D'abord, les chercheurs doivent produire des recherches de grande qualité. Au-delà d'une recherche soutenue par une démarche crédible et fondée, ils doivent avoir le courage de défendre « bec et ongles » le résultat de leurs recherches scientifiques. Et défendre des idées qui sont contestées sur la place publique, même si cela peut déplaire.

Des participants au Forum québécois en sciences de la mer regardent une présentation.

Des participants au Forum québécois en sciences de la mer regardent une présentation

Photo : Radio-Canada / François Gagnon

La façon de changer les choses, c'est de s'introduire dans le système. C'est d'aller s'impliquer sur des comités. D'avoir des emplois au sein du gouvernement, au sein de différents comités décisionnels. De s'élever du côté politique. D'utiliser son sens politique pour influencer de la bonne manière des décisions qui sont prises.

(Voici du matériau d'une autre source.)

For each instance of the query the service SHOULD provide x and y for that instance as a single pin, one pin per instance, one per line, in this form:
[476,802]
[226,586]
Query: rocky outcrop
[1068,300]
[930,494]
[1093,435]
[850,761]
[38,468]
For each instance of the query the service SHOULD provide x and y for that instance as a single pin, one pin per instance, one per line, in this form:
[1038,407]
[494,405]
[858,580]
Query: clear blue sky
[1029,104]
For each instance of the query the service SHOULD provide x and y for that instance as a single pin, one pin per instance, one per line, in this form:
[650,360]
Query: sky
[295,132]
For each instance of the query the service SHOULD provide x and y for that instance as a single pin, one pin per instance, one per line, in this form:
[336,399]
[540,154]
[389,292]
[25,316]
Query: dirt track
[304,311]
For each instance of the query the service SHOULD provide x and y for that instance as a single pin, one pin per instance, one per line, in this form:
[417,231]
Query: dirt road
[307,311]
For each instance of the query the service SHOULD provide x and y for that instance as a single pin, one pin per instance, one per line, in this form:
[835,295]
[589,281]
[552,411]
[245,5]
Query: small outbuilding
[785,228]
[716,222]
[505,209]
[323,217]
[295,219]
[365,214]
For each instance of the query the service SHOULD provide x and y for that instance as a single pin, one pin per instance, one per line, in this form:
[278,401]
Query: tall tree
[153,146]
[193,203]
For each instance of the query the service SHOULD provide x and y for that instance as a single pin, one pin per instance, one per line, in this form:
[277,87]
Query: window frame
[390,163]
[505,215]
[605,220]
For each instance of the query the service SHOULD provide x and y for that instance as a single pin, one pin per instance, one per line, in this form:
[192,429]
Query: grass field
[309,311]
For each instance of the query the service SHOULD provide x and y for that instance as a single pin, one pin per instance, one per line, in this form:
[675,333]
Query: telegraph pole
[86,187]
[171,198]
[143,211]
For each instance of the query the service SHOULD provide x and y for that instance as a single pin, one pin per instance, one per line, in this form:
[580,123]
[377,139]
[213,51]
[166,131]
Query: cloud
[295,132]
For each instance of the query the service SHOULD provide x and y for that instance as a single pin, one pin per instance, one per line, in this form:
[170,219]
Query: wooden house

David Courtemanche, directeur général du centre de recherche Merinov

Le Forum québécois en sciences de la mer réunit des experts du secteur maritime ainsi que des chercheurs universitaires de tous les horizons. Entre autres y participent sept universités québécoises, Technopole maritime du Québec, Merinov et le Conseil national de recherches du Canada.

Le Forum se poursuit mercredi toute la journée.